What it is: 'Catch-22' is the title of a novel by Joseph Heller published in 1961. The book is a magnificent satire on the insanity of war, set in an American air-force base on a small island off Italy during World War 2. With the death toll rising, the number of bombing missions each airman has to make before he is allowed home-leave rises as well. What seems a bright idea - claiming insanity, and so being sent home - is thwarted by the absurd 'rule' Catch-22. According to this, a man 'would be crazy to fly more missions and sane if he didn't - but if he was sane he had to fly them'. No way out of this: if the airman asks not to fly, he's obviously sane, and therefore is fit to fly.

What it means: The expression'Catch-22' is now used to describe any dilemma from which all ways out are a double-bind, a logical trap, self-defeating - and disagreeable.

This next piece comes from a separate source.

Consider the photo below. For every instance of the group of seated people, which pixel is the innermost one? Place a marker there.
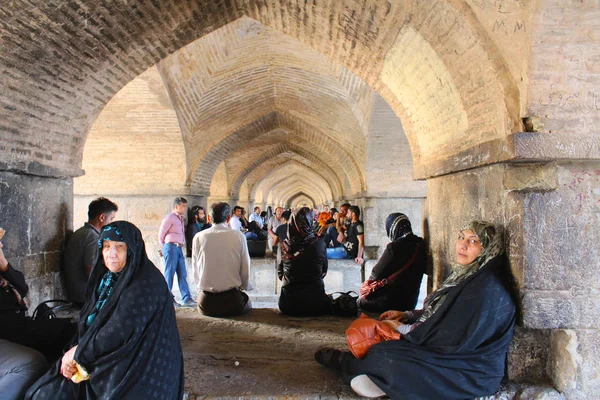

Think about it: For the soldier trapped by Catch-22, the only way out is to be genuinely mentally ill, (or killed, of course) and what kind of escape is that? It's a pity that 'Catch-22' is now more associated with non-military double-binds, since the whole point of Heller's book was to highlight the madness of war. In war, the things people say they are fighting to preserve (such as lives, freedom, homes, land) are actually destroyed. In a word, crazy. How can people be persuaded that war doesn't work? For a start, look at war in history and see how what people call 'victory' has meant death, devastation, and the probability of more conflict ahead.